FISMA provides federal agencies significant leeway when determining the security controls required for compliance. Each agency is responsible for determining the appropriate controls based on their particular risk profile. And while some agencies may dismiss firmware security, that would be a big mistake. Adversaries have noticed that firmware and hardware constitute a serious blind spot for most organizations, and while firmware may have once been the domain of nation-state attackers, it is now easier than ever to develop firmware-based attacks that bypass security and cause serious (even permanent) damage. However, advances in firmware security mean that agencies no longer need specialized talent or manual analysis to protect their firmware. Let’s look at how FISMA requirements relate to firmware security and what organizations should consider when determining what controls are required.
First and foremost, it’s critical to note that firmware clearly falls well within scope for FISMA compliance. The regulation’s far-reaching requirements are spelled out in two NIST documents. SP 800-37 lays out a Risk Management Framework (RMF), and SP 800-53 addresses Security and Privacy Controls. Both NIST documents identify firmware as a critical part of a security program. In fact, they consistently include firmware along with hardware and software when describing the components of technology and devices to be protected. The question isn’t whether to include firmware in a security program, but which firmware to include.
Understanding the threat and scope
In the first phase of the RMF (“Prepare”), organizations are called to define their high-level risk strategy based on their unique mission, tolerance for risk, types of threats such as cyber-attacks, and other factors. Given their high-risk level, firmware security threats should be considered as part of these efforts. This requires an understanding of the scope and severity of firmware security threats.
Firmware is the foundational code of a device. System firmware such as BIOS or UEFI runs before the operating system. Threats at this level can subvert security controls and assumptions made by the operating system or applications.
Firmware is also present in virtually every piece of hardware in a computer system, from the storage drives to the network adaptors. Attackers have plenty of opportunity to eavesdrop on data stored on a system or transmitted over its network connections, or to disable the device altogether—all at the firmware level. To further exacerbate the problem, firmware threats subvert traditional security controls and survive common incident response processes. For example, attackers can persist in the firmware even if the operating system is reinstalled to a known-good version. All of this adds up to a high potential impact on a system’s confidentiality, integrity, and availability.

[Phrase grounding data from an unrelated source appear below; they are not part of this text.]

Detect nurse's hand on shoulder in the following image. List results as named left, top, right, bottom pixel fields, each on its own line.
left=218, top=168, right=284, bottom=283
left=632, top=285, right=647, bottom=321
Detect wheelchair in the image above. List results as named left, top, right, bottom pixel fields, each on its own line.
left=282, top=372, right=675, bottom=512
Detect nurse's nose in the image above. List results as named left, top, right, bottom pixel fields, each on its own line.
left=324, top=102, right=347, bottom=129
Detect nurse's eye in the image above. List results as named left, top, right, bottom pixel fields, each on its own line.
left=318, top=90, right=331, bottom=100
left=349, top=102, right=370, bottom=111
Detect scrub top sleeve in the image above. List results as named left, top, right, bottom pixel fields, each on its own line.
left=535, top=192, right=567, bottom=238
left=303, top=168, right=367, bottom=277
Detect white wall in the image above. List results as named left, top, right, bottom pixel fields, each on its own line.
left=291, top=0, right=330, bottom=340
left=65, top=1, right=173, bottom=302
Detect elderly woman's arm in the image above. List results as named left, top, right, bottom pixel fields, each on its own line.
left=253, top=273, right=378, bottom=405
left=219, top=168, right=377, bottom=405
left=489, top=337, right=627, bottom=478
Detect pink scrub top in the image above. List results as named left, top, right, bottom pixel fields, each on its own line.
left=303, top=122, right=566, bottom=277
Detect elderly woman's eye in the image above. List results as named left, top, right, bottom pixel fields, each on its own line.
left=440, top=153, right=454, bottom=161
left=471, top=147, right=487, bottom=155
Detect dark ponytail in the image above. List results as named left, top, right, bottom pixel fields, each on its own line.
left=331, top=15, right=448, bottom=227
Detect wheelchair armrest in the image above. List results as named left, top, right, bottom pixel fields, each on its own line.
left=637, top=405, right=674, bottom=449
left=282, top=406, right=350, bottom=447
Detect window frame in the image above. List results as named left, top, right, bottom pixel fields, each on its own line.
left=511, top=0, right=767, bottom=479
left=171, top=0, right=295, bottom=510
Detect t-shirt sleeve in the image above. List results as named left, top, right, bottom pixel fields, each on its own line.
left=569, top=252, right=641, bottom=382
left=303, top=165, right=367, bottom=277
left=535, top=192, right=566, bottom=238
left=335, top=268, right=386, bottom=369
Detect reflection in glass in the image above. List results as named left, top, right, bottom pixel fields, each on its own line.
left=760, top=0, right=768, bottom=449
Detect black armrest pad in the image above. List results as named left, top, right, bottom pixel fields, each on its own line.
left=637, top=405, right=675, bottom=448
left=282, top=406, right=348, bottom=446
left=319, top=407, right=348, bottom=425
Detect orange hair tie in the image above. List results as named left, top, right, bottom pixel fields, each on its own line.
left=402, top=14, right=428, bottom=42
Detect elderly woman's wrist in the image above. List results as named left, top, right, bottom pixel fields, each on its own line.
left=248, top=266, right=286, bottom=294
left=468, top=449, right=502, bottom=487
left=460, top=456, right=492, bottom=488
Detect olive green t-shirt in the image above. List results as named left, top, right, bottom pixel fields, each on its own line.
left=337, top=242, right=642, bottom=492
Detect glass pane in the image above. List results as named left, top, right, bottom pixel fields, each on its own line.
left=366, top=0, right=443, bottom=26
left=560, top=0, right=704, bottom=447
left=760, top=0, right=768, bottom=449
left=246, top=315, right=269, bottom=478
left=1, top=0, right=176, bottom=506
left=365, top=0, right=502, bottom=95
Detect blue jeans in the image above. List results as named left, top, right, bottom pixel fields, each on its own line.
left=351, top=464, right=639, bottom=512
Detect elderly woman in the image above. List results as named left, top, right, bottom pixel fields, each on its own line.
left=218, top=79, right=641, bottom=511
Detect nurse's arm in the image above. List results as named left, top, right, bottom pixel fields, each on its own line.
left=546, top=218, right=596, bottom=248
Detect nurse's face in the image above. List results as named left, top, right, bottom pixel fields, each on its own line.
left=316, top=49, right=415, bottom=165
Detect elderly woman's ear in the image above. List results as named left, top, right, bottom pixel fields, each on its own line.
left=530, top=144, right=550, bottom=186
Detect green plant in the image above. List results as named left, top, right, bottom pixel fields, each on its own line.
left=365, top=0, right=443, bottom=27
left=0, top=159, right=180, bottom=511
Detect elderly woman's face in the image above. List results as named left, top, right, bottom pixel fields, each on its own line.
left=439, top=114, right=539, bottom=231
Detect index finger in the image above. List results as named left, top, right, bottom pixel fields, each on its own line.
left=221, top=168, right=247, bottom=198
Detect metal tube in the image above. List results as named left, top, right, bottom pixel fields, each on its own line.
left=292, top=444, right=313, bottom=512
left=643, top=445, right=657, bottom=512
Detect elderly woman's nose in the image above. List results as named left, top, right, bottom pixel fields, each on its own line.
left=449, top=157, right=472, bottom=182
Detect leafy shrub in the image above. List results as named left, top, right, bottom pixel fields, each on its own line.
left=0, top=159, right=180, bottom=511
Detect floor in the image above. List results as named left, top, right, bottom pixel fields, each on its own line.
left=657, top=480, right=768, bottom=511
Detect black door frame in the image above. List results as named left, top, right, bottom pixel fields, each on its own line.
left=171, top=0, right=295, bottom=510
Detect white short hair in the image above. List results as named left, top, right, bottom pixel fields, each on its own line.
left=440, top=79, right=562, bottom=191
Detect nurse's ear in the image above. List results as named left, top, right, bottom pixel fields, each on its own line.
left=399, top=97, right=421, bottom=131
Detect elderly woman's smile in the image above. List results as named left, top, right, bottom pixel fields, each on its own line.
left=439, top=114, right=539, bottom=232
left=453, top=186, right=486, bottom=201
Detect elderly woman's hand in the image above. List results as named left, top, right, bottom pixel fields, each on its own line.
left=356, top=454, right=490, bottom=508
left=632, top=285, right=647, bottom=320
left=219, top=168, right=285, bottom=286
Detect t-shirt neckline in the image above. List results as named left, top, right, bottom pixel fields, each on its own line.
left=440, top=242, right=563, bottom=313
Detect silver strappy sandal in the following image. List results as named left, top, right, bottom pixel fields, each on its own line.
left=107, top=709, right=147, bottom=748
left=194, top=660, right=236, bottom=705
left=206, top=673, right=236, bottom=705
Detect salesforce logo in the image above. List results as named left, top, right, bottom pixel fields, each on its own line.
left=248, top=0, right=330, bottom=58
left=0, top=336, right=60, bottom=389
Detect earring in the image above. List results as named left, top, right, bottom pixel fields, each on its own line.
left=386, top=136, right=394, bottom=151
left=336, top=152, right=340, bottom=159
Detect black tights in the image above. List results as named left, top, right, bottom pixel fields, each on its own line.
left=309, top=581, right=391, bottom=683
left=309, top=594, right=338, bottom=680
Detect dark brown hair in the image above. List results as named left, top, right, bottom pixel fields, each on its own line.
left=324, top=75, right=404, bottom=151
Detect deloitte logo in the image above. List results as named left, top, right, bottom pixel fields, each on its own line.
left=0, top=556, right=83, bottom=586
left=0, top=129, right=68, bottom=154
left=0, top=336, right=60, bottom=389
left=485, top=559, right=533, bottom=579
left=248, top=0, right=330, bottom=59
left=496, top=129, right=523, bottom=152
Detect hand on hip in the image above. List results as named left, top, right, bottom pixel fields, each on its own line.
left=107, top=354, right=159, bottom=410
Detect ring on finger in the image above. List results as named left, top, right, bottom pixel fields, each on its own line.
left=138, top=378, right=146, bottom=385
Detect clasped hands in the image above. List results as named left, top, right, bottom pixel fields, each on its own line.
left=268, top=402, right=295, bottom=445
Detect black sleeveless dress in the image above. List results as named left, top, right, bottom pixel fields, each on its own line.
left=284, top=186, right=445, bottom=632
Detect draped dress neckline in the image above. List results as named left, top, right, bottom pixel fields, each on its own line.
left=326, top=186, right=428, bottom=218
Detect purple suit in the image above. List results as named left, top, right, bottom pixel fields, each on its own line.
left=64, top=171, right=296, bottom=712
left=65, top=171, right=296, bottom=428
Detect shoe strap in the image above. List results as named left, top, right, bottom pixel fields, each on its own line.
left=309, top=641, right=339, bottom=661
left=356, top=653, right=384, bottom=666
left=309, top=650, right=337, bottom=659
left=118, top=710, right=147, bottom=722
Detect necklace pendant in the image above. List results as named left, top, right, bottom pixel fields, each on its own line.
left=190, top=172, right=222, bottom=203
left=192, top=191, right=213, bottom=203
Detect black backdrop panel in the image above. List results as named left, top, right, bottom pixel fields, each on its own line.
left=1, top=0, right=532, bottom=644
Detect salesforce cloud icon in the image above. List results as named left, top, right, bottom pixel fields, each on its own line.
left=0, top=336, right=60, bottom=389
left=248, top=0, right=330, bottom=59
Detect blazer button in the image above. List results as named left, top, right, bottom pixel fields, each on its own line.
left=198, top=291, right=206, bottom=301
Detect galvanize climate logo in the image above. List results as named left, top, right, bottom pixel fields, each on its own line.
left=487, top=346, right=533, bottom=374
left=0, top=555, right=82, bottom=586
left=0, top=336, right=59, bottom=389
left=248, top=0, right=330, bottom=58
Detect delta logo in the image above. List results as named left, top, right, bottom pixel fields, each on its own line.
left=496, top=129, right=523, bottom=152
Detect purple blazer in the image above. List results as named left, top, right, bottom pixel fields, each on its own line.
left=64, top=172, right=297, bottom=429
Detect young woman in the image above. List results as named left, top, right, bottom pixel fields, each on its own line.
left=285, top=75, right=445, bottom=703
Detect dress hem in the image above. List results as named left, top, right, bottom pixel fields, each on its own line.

Choosing security controls for firmware
Once federal agencies identify the systems to be protected, they must implement the proper security controls, as enumerated in NIST SP 800-53. The following families of security and privacy controls identified in the document may naturally apply to firmware security:
· SI – System and Information Integrity
· SA-Systems and Services Acquisition
· CM-Configuration Management
· AC-Access Control
· RA-Risk Assessment
· IR-Incident Response
Many of the controls specifically call out firmware security. For example, Configuration Management states the importance of only using updates that are cryptographically signed. As examples, the document identifies “firmware version updates, patches, service packs, device drivers, and basic input output system (BIOS) updates.”
Control SI-7 also addresses firmware, along with software and information integrity. The Control specifically addresses the need to ensure the integrity of the system boot process as well as the integrity of the boot firmware.
Section MA-3 of SP 800-53 also demands that organizations consider firmware security. This time, in respect to the tools administrators use to service a system. According to the document:
“Maintenance tools can include hardware, software, and firmware items. Maintenance tools are potential vehicles for transporting malicious code, intentionally or unintentionally, into a facility and subsequently into systems.”
Firmware is explicitly within the scope of FISMA. More importantly, because of ongoing efforts across the industry, the cost of including firmware protections into a security program is now lower than ever. With open source and commercial tools available, organizations can now deploy firmware security at scale in the supply chain, in operations, and in incident response. Armed with an understanding of the severity and scope of the threat organizations can determine the proper controls required to comply with FISMA and—perhaps more importantly—strengthen their firmware security in a noticable, practical way.